İkisi de mayalanmış süt ile hazırlanan kefir ve yoğurt görünüş olarak birbirine benzer. Her iki ürün arasındaki fark ise birinin probiyotik üretimine yardımcı olması diğerinin kendisinin probiyotik olmasıdır. Yani yoğurt içerdiği bileşenler ile probiyotik üretimine katkıda bulunurken kefir direkt olarak bu mikroorganizmaları içermektedir.
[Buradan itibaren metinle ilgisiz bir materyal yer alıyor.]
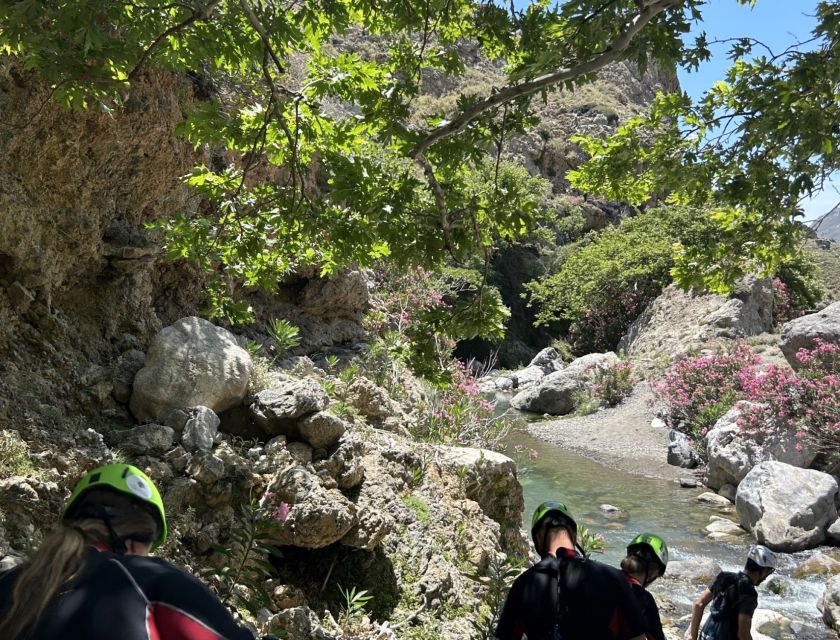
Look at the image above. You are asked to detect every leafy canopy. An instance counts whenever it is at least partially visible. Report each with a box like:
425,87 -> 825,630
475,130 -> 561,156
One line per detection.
0,0 -> 701,316
569,0 -> 840,292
Bu özelliği ile sindirim sorunlarına daha hızlı bir çözüm sunar. Ayrıca kefirde “iyi bakteriler” olan bifidobakterler ve laktobasillere  ek olarak lactobacillus caucasus, leuconostoc, asetobacter ve streptokok gibi bakteriler bulunmaktadır.

  • Nasıl tüketelim ?

Özellikle kanser başta olmak üzere pek çok hastalığa karşı koruyucu özelliği olan kefiri günde bir bardak rahatlıkla içebilirsiniz. Evde mayasından mayalayabileceğiniz gibi marketlerde satılan sade türlerini tercih de edebilirsiniz. Ekşimsi tadı rahatsız ediyorsa sevdiğiniz bir meyve ve 1 çay kaşığı kadar vanilya ile bilenderize ederek rahatlıkla tüketebilirisiniz.. Hatta sabah kahvaltılarınızı bu karışıma 4 yemek kaşığı kadar yulaf ve 10 adet badem ekleyip yapabilirsiniz. Bu karışım özellikle ramazan ayında olduğumuz şu sıralar iyi bir sahur öğünü alternatifi de olabilir.

Sayfa içeriği sadece bilgilendirme amaçlıdır, tanı ve tedavi için mutlaka doktorunuza başvurunuz.